Air fares increased by 44.4% year over year in December, which was a significant acceleration compared to the rate of 24.3% seen in November. The British Office of National Statistics released data that showed it was the biggest yearly increase in ticket prices since at least 1989.

Air carriers say that even amid the cost of living crisis, and the grim economic predictions, demand for air travel remains high in Britain following the lifting of Covid-19 restrictions.

Michael O’Leary, the CEO of the ultra-low-cost carrier Ryanair said that his airline has experienced “very strong demand” from air-travelers, even despite the slump in disposable incomes, and reduced living standards consumers are experiencing.

He said, “People I think are worrying that prices are going to rise this summer, which they will, and getting in early and booking their travel.”

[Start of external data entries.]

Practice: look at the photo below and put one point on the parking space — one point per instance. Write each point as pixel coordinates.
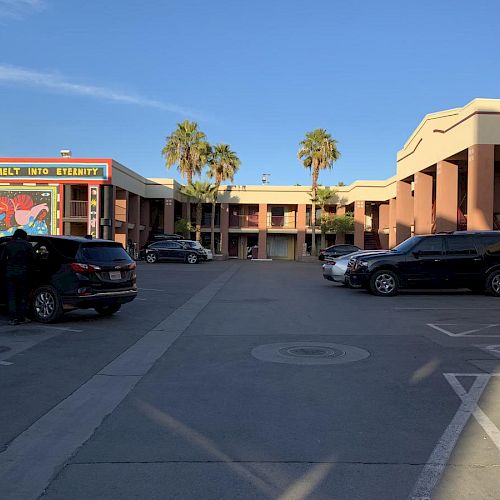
(262, 380)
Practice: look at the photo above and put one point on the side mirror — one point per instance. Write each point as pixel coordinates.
(42, 253)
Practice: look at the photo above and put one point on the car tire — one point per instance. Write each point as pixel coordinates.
(384, 283)
(151, 258)
(192, 258)
(108, 310)
(46, 305)
(493, 284)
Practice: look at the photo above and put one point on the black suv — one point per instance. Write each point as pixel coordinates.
(174, 250)
(76, 273)
(463, 259)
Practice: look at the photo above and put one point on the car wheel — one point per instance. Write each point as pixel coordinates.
(151, 258)
(108, 310)
(46, 305)
(191, 258)
(384, 283)
(493, 284)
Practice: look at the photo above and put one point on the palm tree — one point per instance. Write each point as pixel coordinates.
(186, 148)
(223, 164)
(200, 192)
(318, 151)
(324, 196)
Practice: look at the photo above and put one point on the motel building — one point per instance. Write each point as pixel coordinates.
(447, 179)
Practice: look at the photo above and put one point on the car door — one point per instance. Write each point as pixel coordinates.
(424, 265)
(463, 260)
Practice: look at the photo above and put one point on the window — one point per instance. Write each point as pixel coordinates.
(430, 246)
(491, 245)
(461, 245)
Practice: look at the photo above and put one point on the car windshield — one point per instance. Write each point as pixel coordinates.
(103, 253)
(406, 245)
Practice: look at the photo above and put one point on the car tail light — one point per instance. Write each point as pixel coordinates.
(84, 268)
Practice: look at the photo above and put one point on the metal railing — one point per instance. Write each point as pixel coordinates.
(285, 221)
(79, 208)
(251, 220)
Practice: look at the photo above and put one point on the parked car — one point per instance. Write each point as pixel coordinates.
(463, 259)
(76, 273)
(170, 250)
(337, 251)
(158, 237)
(335, 269)
(197, 245)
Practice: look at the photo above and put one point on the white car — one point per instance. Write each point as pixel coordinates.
(198, 246)
(334, 269)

In January, Ryanair saw record numbers of ticket sales, with more than 2 million in a single weekend for the first time. That was despite the fact that prices across the sector are presently more expensive due to high fuel costs, the strong demand, and limited capacity due to the after effects of pandemic-induced cutbacks in staff.

Still, ultra-cheap carriers in Europe are warning customers, that their ultra-cheap fares will likely soon be disappearing. O’Leary notes that total passenger numbers in the UK are projected to increase to 168 million by March, and 185 million one year later.

He said, “Summer looks very strong and fares are rising,” as he predicted “high single-digit” percentage increases in prices for a second year.